Conservatives are using a comment from former President Bill Clinton's speech at the memorial celebrating the 50th anniversary of the March on Washington to falsely suggest that background checks are required for all gun sales.
During his speech, Clinton stated, "A great democracy does not make it harder to vote than to buy an assault weapon."
Clinton appeared to refer to two conservative legislative priorities: Their passage in several states of voter ID laws and other laws that make it harder for people to vote, especially low income and minority voters; and their effort to block earlier this year federal legislation to strengthen and expand the background check system to prevent felons and the dangerously mentally ill from purchasing firearms.

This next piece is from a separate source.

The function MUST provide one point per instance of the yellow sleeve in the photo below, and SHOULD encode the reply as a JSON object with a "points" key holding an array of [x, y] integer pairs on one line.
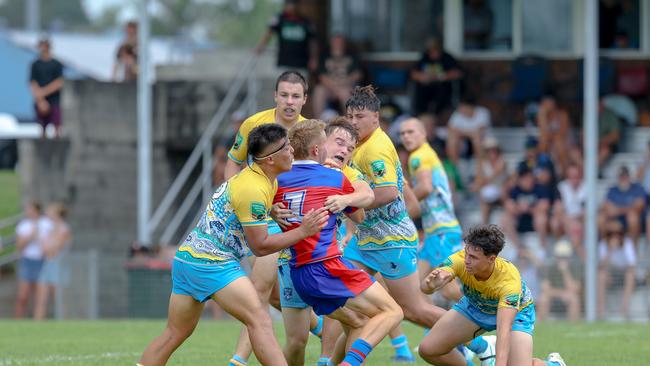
{"points": [[239, 148], [251, 204], [510, 294], [454, 263], [380, 167]]}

Responding to Clinton's comment, Fox News contributor Erick Erickson facetiously wrote on his RedState.com blog that Clinton had "called for the elimination of background checks to purchase guns." Erickson claims that "purchases of firearms in every state must go through a firearms background check" and thus concludes that since one "does not even need photo identification in every state to vote... I take this statement to mean Bill Clinton wants background checks for gun purchases eliminated."

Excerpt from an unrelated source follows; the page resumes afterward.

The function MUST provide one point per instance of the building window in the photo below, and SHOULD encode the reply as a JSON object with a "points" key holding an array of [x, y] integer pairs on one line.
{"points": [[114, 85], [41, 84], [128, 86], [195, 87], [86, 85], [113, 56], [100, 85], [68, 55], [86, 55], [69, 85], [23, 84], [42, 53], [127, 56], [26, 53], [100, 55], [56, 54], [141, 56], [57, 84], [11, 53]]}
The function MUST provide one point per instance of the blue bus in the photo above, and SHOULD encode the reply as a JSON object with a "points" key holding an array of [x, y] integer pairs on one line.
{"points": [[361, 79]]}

At TownHall.com, fellow Fox News contributor Katie Pavlich similarly wrote:
Clinton's words came in reference to voter identification laws being passed all over the country which require voters to show government issued photo identification in order to vote. Federal gun laws also require people purchasing firearms to show government issued photo identification. In addition, firearms purchasers are required to undergo a background check.
In fact, under federal law background checks are only required on those who seek to purchase a firearm from a licensed dealer; no such check is needed for those who buy them from private sellers, including at gun shows and online.

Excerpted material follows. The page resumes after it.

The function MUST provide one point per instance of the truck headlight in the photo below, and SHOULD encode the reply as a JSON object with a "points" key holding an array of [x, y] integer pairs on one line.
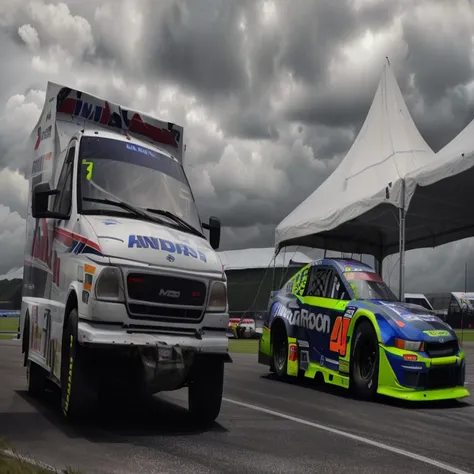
{"points": [[109, 285], [217, 302]]}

Indeed, as Clinton suggested, assault weapons can be purchased in just this manner with less impediment than the voter ID laws conservatives support place on voters. In a 2011 investigation of 10 websites in 14 states that allow unlicensed sellers to list firearms for sale, undercover investigators working for the City of New York found that 77 out of 125 sellers agreed to go forward with a firearm sale even after the purchaser said that he could not pass a background check. Investigators were able to purchase an assault rifle using this method.
Likewise, a review of two months of listings on an online gun sales portal by the center-left think tank Third Way found 5,168 ads for "semi-automatic weapons, including assault weapons."